Closed rhusiev closed 1 year ago

rhusiev commented 1 year ago

I already love this plugins, as it allows accepting suggestions per word and per line. It would also be awesome if it was possible to use other vim movements. For example, when setting a binding accept_til="<C-g>", the following would be possible(suggestion by copilot I write in the [] brackets):

...
for name, [j in enumerate(names):]
...

Now press <C-g>t(

...
for name, j in enumerate([names):]
...

Something similar can also be added for <C-g>f. Another possibility would be ; to accept til the next occurrence.

It would be very useful in longer line suggestions, where per word acceptance is too small, but accepting the whole line is too much.

I understand that this may be difficult or impossible from the technical view, but I think it is worth looking into.
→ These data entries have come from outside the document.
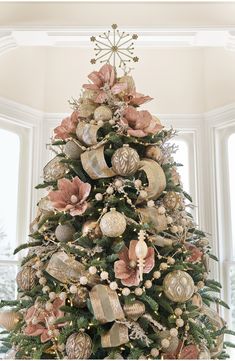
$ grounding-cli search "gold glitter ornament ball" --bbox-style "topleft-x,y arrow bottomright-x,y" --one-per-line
163,191 -> 181,210
0,311 -> 19,331
16,266 -> 36,291
111,144 -> 140,176
43,156 -> 69,182
94,105 -> 113,122
123,301 -> 145,321
66,332 -> 92,360
163,270 -> 194,302
100,208 -> 126,237
64,140 -> 83,159
72,286 -> 89,308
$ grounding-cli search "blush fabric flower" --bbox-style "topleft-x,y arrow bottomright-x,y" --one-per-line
83,64 -> 127,103
114,240 -> 155,287
48,177 -> 91,216
54,110 -> 79,140
24,298 -> 65,343
120,106 -> 163,138
184,242 -> 203,262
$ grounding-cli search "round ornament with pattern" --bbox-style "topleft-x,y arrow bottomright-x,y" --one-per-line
163,270 -> 194,302
111,144 -> 140,176
66,332 -> 92,360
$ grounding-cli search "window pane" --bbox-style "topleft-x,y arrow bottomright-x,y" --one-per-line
0,265 -> 17,300
228,133 -> 235,257
0,129 -> 20,259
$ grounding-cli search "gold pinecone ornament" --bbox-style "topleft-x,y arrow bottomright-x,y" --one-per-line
66,332 -> 92,360
100,208 -> 126,237
16,266 -> 36,291
111,144 -> 140,176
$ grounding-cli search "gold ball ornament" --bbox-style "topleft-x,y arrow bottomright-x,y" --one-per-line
55,224 -> 76,242
82,220 -> 102,238
145,145 -> 162,162
94,105 -> 113,122
192,293 -> 203,310
198,346 -> 211,360
159,330 -> 179,353
163,270 -> 194,302
100,208 -> 126,237
64,140 -> 83,159
66,332 -> 92,360
43,156 -> 69,182
163,191 -> 181,210
111,144 -> 140,176
16,266 -> 36,291
81,89 -> 97,101
72,286 -> 89,308
0,311 -> 19,331
123,301 -> 145,321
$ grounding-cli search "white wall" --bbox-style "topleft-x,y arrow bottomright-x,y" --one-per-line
0,47 -> 235,114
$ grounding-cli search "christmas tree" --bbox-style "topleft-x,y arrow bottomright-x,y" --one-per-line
0,25 -> 233,359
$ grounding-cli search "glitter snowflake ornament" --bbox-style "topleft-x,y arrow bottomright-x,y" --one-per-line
90,24 -> 139,67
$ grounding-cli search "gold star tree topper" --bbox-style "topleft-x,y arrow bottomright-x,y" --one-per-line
90,24 -> 139,67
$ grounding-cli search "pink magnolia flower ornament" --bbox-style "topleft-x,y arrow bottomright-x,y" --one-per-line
48,177 -> 91,216
184,242 -> 203,262
24,298 -> 64,343
114,240 -> 155,287
120,106 -> 163,138
83,64 -> 127,103
54,110 -> 79,140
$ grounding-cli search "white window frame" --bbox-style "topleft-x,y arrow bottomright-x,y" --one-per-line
0,97 -> 43,296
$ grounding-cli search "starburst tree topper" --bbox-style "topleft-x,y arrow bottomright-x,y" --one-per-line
90,24 -> 139,67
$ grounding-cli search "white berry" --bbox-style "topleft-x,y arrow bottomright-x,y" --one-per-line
166,216 -> 173,224
158,206 -> 166,214
175,318 -> 184,327
122,287 -> 131,296
153,271 -> 161,280
161,338 -> 170,348
59,292 -> 67,301
69,285 -> 78,294
170,328 -> 178,337
89,266 -> 97,275
109,281 -> 118,291
174,307 -> 183,316
106,187 -> 114,194
49,292 -> 56,301
100,271 -> 109,280
79,276 -> 88,285
135,287 -> 143,296
45,301 -> 53,311
147,200 -> 155,208
39,277 -> 47,285
134,179 -> 142,188
140,190 -> 148,198
95,193 -> 103,201
144,280 -> 153,288
150,348 -> 159,357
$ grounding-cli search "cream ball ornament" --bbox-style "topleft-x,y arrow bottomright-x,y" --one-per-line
100,208 -> 126,237
55,224 -> 76,242
64,140 -> 83,159
94,105 -> 113,122
66,332 -> 92,360
111,144 -> 140,176
163,270 -> 194,303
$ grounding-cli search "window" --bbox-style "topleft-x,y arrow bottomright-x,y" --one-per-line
228,133 -> 235,330
0,129 -> 20,299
MunifTanjim commented 1 year ago

The complexity/effort to implement this is too high, and the potential gain is too low... imo.
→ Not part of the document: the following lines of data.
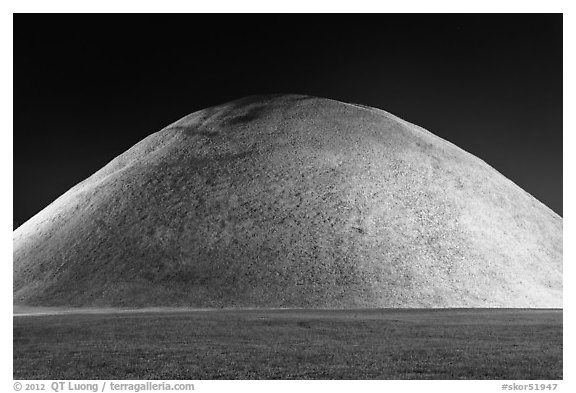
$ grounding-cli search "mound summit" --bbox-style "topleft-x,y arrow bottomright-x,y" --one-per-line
13,95 -> 562,308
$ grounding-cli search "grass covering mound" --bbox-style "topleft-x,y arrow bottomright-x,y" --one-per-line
14,95 -> 562,308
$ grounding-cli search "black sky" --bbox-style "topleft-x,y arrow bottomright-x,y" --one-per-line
14,14 -> 562,223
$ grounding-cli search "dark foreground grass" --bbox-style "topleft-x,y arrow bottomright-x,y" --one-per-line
14,309 -> 562,379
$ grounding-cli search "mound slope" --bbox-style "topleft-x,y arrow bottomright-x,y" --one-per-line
14,96 -> 562,308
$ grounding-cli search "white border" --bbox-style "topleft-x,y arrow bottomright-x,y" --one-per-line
0,0 -> 576,393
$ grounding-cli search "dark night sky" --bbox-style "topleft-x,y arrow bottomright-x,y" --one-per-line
14,14 -> 562,223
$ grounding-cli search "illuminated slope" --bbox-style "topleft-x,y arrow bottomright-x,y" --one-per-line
14,96 -> 562,308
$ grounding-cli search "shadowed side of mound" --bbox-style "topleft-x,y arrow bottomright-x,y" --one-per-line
14,96 -> 562,308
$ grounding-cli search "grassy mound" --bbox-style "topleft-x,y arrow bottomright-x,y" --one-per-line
14,96 -> 562,308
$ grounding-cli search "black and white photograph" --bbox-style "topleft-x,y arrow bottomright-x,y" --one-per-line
6,3 -> 567,392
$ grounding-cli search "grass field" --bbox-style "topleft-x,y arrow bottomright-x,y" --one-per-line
14,309 -> 562,379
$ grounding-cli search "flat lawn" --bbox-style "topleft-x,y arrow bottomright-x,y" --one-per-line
14,309 -> 562,379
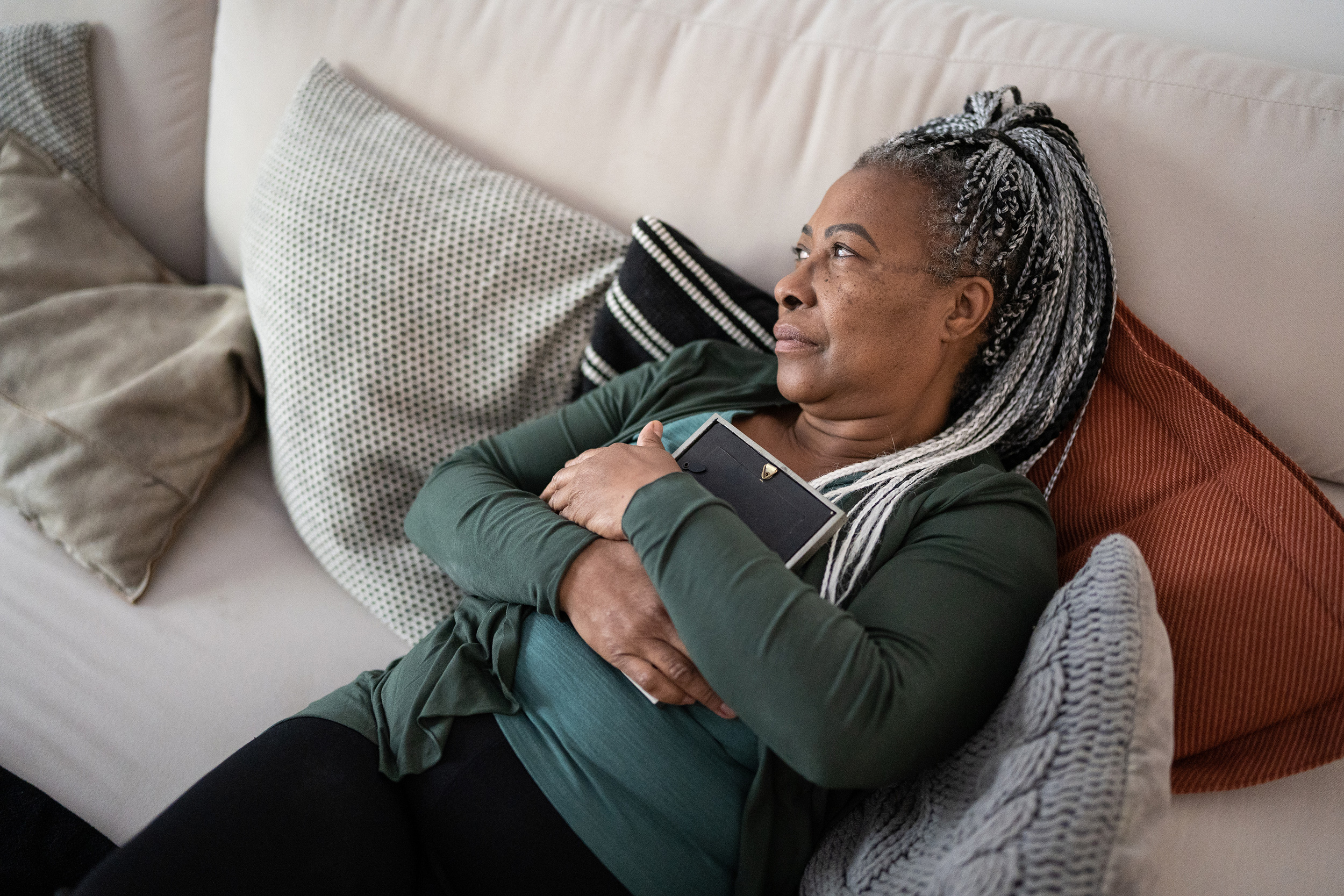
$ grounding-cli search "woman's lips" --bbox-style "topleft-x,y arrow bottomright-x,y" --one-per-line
774,324 -> 817,355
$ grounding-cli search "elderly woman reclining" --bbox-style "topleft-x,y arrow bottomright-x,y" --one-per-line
78,89 -> 1114,896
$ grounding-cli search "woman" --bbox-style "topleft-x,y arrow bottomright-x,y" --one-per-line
80,89 -> 1113,896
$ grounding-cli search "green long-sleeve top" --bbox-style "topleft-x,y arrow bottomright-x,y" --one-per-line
304,342 -> 1056,896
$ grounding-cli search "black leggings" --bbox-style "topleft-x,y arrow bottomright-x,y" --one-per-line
77,715 -> 628,896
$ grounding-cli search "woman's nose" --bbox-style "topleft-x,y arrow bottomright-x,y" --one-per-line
774,262 -> 817,312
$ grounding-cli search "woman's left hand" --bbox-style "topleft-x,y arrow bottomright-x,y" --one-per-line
542,420 -> 682,541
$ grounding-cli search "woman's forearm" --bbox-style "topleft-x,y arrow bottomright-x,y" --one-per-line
406,446 -> 597,615
624,474 -> 1054,787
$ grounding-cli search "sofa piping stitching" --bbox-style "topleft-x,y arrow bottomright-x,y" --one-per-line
578,0 -> 1344,113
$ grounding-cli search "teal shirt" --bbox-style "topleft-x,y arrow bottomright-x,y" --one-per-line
496,410 -> 760,896
304,342 -> 1056,896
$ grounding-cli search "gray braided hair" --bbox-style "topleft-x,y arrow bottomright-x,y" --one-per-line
813,86 -> 1116,603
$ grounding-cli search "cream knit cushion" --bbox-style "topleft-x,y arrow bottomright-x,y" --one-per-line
244,62 -> 628,641
0,21 -> 98,192
803,535 -> 1172,896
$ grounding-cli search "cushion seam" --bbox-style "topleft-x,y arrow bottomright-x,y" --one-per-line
577,0 -> 1344,113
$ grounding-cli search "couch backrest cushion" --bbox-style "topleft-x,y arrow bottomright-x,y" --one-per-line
206,0 -> 1344,481
1028,304 -> 1344,793
0,0 -> 218,279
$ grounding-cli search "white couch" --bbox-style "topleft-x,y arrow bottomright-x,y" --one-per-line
0,0 -> 1344,896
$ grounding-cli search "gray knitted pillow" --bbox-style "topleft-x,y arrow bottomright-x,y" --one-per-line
803,535 -> 1172,896
244,62 -> 628,641
0,21 -> 98,193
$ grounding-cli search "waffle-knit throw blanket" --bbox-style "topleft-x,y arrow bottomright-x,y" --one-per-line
803,535 -> 1172,896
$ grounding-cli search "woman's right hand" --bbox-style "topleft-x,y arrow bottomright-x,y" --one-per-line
558,539 -> 737,719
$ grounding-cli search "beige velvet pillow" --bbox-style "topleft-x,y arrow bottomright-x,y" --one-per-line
0,130 -> 262,600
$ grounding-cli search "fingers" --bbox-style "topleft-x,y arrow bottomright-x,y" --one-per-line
636,420 -> 663,447
644,641 -> 738,719
612,653 -> 695,707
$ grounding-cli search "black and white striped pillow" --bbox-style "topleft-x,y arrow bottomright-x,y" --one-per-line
578,218 -> 778,395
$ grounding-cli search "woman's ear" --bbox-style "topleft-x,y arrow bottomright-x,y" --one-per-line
942,277 -> 995,342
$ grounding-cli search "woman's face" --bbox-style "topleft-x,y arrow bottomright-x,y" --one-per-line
774,167 -> 993,436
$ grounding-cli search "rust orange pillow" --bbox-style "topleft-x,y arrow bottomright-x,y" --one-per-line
1028,304 -> 1344,793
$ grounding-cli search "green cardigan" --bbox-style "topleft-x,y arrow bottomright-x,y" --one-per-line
301,341 -> 1058,896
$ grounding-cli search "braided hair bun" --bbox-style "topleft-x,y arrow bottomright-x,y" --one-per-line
814,86 -> 1116,602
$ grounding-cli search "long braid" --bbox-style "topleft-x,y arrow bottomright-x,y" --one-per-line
813,87 -> 1116,603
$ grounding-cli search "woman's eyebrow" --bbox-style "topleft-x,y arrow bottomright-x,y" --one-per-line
823,224 -> 882,253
You can't just do vim motions on virtual texts, so that would need a whole bunch of hacks to implement. And supporting a few motions (e.g. t/f/;) using custom implementation is a rabbit-hole, there will always be another one to implement... can't keep implementing those.

I won't be working on it.


The require("copilot.suggestion").accept function accepts a modifier function to change the suggestion before inserting. This is how accept_line and accept_word are implemented:

https://github.com/zbirenbaum/copilot.lua/blob/decc8d43bcd73a288fa689690c20faf0485da217/lua/copilot/suggestion.lua#L430-L464

You can try to implement it yourself by doing something similar.

MunifTanjim commented 1 year ago

Try something like this:

vim.keymap.set("i", "<C-g>t", function()
  require("copilot.suggestion").accept(function(suggestion)
    local char = vim.fn.getcharstr()

    local range, text = suggestion.range, suggestion.text

    local cursor = vim.api.nvim_win_get_cursor(0)
    local _, character = cursor[1], cursor[2]

    local _, char_idx = string.find(text, char, character + 1, true)
    if char_idx then
      suggestion.text = string.sub(text, 1, char_idx - 1)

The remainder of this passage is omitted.